This mess between the administration of California State Universities and the faculty union is no different than a messy divorce with children involved.
Whenever there is a divorce involving children, who suffers the most? The children.
This whole ordeal with the impending one-day strike of Cal State Dominguez Hills and Cal State East Bay over the administration’s alleged reneging on promised pay raises is sad.
The first priority of faculty and administration should be the students.
How will a strike of any capacity benefit students?
We don’t need a crystal ball to see what can possibly happen next. This one-day strike may turn into a week, then a month, then, who knows how long this thing can stretch out?
As children, we at some point have heard the rules of engagement for handling most issues; rules such as sharing and treating others as you would like to be treated.
What happened to these rules? Is it really worth risking seeing students suffer for the sake of being right?
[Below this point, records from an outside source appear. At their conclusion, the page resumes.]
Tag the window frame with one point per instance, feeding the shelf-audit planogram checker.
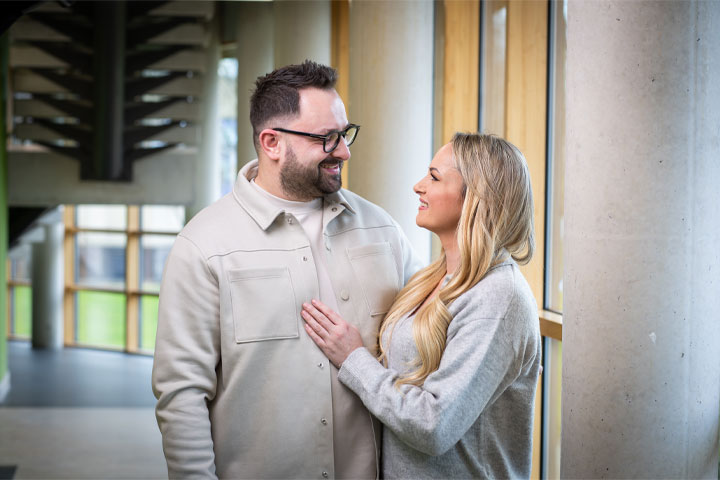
(132, 291)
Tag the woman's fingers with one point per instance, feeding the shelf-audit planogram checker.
(329, 313)
(315, 337)
(314, 325)
(318, 316)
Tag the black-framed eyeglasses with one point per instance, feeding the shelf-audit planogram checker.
(330, 140)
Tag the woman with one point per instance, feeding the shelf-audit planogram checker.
(460, 347)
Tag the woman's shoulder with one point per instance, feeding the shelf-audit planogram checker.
(503, 292)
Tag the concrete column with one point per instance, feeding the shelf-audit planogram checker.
(641, 339)
(391, 97)
(302, 31)
(208, 167)
(255, 50)
(48, 286)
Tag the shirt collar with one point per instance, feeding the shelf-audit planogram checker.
(259, 208)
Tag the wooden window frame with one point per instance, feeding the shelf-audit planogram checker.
(131, 290)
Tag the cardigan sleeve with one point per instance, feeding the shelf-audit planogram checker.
(483, 355)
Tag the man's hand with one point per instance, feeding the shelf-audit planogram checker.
(335, 337)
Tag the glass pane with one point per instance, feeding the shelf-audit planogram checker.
(100, 259)
(100, 319)
(552, 415)
(21, 263)
(148, 321)
(227, 100)
(494, 50)
(162, 218)
(154, 250)
(556, 159)
(103, 217)
(21, 308)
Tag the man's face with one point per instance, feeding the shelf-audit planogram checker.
(306, 171)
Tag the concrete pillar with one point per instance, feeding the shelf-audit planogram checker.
(48, 286)
(255, 50)
(391, 97)
(641, 339)
(208, 167)
(302, 31)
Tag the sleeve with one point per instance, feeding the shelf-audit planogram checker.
(410, 260)
(478, 364)
(186, 355)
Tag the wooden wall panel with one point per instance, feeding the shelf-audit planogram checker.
(526, 111)
(340, 57)
(461, 58)
(525, 126)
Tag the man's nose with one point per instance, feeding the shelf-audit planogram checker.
(342, 151)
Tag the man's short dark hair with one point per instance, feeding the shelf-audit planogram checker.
(277, 93)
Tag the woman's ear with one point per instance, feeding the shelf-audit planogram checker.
(270, 143)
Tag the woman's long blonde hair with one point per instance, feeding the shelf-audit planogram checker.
(496, 222)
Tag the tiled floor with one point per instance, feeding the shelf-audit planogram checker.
(81, 414)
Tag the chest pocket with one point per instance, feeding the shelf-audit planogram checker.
(375, 270)
(263, 304)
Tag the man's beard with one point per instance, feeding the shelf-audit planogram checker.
(308, 182)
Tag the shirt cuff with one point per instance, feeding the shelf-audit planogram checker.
(358, 365)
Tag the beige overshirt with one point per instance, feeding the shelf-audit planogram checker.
(242, 391)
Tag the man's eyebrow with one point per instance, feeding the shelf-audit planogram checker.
(325, 131)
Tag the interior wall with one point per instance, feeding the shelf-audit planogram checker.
(3, 216)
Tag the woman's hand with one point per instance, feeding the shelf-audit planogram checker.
(335, 337)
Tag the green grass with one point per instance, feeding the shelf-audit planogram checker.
(148, 321)
(101, 319)
(22, 311)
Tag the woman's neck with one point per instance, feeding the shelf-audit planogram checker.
(452, 252)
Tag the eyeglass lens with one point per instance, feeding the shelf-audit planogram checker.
(332, 140)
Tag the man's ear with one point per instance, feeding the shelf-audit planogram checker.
(270, 143)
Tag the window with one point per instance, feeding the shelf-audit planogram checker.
(227, 104)
(556, 157)
(116, 255)
(20, 292)
(553, 295)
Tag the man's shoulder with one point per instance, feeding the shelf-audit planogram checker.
(218, 220)
(366, 211)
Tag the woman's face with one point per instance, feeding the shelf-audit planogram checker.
(440, 194)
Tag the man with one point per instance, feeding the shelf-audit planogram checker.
(243, 392)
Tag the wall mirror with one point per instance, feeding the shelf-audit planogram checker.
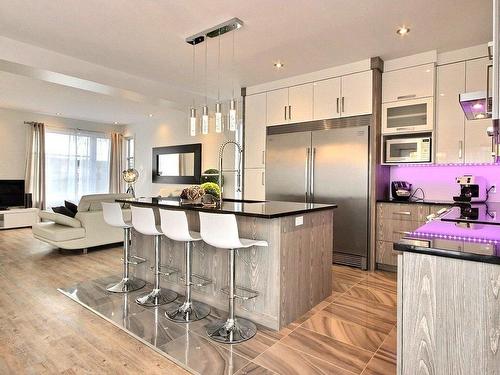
(177, 164)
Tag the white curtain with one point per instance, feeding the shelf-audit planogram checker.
(116, 164)
(35, 164)
(77, 163)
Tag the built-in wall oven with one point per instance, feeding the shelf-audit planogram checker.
(411, 149)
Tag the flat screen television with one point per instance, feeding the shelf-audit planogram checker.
(11, 193)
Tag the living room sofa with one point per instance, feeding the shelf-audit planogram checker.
(86, 229)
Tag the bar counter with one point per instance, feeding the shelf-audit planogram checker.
(292, 275)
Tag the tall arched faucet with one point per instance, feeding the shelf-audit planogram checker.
(238, 170)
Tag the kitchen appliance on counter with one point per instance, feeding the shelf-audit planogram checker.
(401, 190)
(472, 189)
(325, 162)
(408, 149)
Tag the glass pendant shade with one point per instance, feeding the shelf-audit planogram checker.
(192, 122)
(218, 118)
(232, 115)
(204, 120)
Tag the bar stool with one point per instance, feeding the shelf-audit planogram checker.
(143, 220)
(113, 216)
(221, 231)
(174, 225)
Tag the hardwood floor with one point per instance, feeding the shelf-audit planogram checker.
(44, 332)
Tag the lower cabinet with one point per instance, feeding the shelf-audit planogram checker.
(255, 184)
(448, 316)
(394, 221)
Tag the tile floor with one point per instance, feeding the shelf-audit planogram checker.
(352, 332)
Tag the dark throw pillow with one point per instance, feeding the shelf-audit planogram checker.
(71, 206)
(63, 211)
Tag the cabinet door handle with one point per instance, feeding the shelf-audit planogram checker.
(494, 337)
(406, 96)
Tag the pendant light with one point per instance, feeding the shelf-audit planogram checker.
(218, 107)
(192, 110)
(233, 103)
(204, 116)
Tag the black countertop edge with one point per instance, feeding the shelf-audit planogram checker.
(446, 253)
(431, 202)
(249, 213)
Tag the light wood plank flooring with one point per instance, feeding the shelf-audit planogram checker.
(43, 332)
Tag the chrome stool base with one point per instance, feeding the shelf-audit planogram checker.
(231, 331)
(126, 285)
(188, 312)
(157, 297)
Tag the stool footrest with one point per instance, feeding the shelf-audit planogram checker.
(242, 293)
(167, 270)
(198, 280)
(136, 260)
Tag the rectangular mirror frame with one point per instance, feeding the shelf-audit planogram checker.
(180, 149)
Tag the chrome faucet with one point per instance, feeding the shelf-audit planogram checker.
(238, 170)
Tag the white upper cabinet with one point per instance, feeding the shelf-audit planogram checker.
(327, 98)
(408, 83)
(477, 142)
(450, 117)
(277, 106)
(255, 130)
(300, 103)
(356, 94)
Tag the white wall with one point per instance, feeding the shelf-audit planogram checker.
(13, 137)
(169, 131)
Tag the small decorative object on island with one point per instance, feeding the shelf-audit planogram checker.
(212, 189)
(192, 194)
(130, 176)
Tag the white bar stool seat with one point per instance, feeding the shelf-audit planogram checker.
(221, 231)
(175, 226)
(143, 220)
(113, 216)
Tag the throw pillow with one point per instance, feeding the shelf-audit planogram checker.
(71, 206)
(63, 211)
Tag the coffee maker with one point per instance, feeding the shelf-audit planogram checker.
(472, 189)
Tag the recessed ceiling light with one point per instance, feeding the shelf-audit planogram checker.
(403, 30)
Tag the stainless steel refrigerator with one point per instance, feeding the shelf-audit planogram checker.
(325, 166)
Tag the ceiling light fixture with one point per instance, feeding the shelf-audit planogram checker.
(403, 30)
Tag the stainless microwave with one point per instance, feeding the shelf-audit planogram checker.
(408, 150)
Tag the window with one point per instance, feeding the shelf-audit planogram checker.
(76, 163)
(129, 153)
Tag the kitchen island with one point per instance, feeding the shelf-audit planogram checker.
(291, 275)
(449, 295)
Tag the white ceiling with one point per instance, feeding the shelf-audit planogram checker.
(145, 39)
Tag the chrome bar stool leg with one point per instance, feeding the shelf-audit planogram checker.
(232, 330)
(189, 310)
(127, 283)
(157, 296)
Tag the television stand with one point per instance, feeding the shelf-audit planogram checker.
(18, 217)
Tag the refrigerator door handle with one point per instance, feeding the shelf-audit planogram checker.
(306, 187)
(311, 182)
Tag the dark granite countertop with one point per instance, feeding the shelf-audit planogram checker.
(469, 241)
(262, 209)
(413, 201)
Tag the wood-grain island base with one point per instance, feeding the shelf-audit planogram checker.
(292, 275)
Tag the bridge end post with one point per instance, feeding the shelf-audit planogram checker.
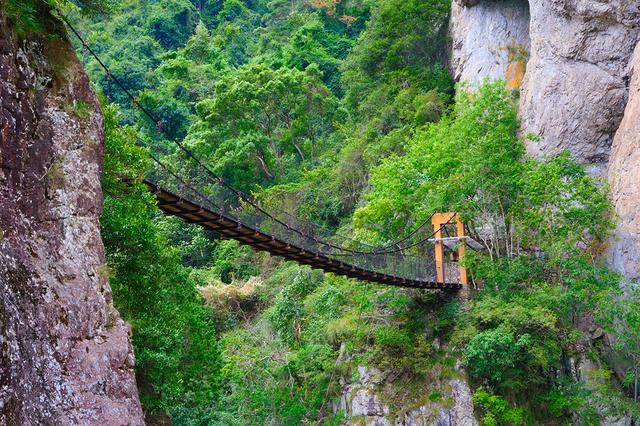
(438, 220)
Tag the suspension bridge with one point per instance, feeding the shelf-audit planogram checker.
(186, 187)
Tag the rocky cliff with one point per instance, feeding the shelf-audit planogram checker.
(573, 72)
(624, 176)
(65, 354)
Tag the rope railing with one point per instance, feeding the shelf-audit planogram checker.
(184, 174)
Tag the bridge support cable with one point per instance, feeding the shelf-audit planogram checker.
(188, 188)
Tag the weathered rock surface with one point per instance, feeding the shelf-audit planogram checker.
(576, 83)
(624, 177)
(490, 39)
(364, 402)
(65, 354)
(575, 88)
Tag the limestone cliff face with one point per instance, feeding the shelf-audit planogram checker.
(576, 84)
(65, 354)
(575, 88)
(624, 176)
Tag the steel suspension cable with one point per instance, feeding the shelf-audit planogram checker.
(218, 180)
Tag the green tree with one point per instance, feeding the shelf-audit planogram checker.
(177, 353)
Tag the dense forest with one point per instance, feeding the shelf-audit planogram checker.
(344, 112)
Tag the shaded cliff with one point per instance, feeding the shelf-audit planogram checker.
(65, 354)
(624, 177)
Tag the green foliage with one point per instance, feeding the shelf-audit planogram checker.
(311, 104)
(288, 307)
(268, 120)
(177, 354)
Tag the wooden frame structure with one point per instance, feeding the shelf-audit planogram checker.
(438, 220)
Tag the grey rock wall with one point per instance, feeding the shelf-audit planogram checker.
(365, 401)
(489, 40)
(624, 177)
(575, 89)
(576, 84)
(65, 354)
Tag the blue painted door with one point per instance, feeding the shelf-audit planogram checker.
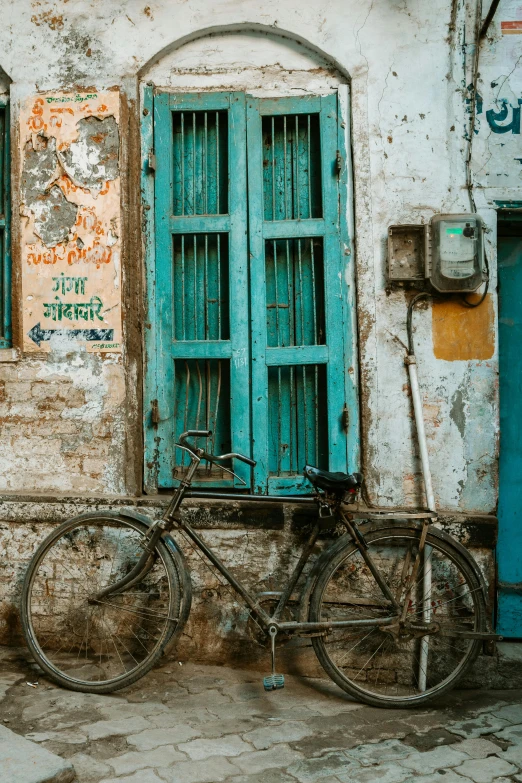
(201, 282)
(300, 361)
(509, 547)
(250, 332)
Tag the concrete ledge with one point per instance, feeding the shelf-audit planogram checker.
(22, 761)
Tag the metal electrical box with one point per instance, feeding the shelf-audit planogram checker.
(448, 253)
(457, 252)
(406, 253)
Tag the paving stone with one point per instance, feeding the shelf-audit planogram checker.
(122, 709)
(231, 745)
(220, 728)
(511, 712)
(145, 776)
(163, 756)
(479, 748)
(477, 727)
(511, 733)
(429, 762)
(258, 760)
(172, 719)
(67, 737)
(153, 738)
(335, 764)
(390, 772)
(88, 768)
(22, 761)
(212, 770)
(271, 776)
(513, 754)
(375, 753)
(266, 736)
(450, 776)
(115, 728)
(486, 770)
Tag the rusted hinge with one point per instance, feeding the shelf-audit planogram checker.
(154, 416)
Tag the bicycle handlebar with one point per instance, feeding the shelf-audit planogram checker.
(211, 457)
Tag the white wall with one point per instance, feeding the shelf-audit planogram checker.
(408, 74)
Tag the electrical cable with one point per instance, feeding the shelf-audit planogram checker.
(479, 34)
(409, 317)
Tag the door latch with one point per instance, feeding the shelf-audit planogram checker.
(154, 416)
(346, 418)
(338, 162)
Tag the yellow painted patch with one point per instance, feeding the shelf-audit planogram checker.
(461, 333)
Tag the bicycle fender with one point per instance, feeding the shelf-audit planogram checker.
(182, 568)
(316, 569)
(371, 527)
(178, 558)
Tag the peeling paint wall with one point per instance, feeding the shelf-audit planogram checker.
(70, 418)
(70, 210)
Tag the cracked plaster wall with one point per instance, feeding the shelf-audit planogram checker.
(62, 416)
(408, 64)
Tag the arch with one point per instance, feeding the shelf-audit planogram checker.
(243, 27)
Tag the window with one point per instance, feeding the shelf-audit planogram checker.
(5, 235)
(247, 297)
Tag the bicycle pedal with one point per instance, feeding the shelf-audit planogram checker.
(274, 682)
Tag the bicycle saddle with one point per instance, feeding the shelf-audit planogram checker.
(332, 482)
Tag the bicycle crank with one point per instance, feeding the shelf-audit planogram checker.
(273, 682)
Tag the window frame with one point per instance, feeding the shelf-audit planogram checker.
(329, 229)
(155, 388)
(160, 436)
(5, 224)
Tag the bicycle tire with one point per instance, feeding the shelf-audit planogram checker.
(34, 623)
(347, 571)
There is a saying, which says, “The student becomes the teacher.”
Maybe if the administration and faculty switch sides with the students, they will be reminded of why they got into education. This needs to be applied to this whole pathetic situation because apparently, priorities were forgotten long ago.
Like any argument, both sides probably think that they are right, and both probably have strong arguments in defense of their perspective, but what about the argument of the people that matter the most.
Students will suffer, all the way from the community college level to the four-year level.
Current students did not pay to go to school to major in bickering and fighting.
Future four-year students, like Cerritos College students, don’t want to attend a specific school to be pushed aside and forced to be subjected to infighting.
There is a word called compromise. Both sides need to give it a shot. They need to sit down together and spend a few moments away from attempting to prove their point and think about why they got into education; the students. They need to think about the people who they assist in succeeding; the students, and they need to think about who will be the ones to lose out; the students.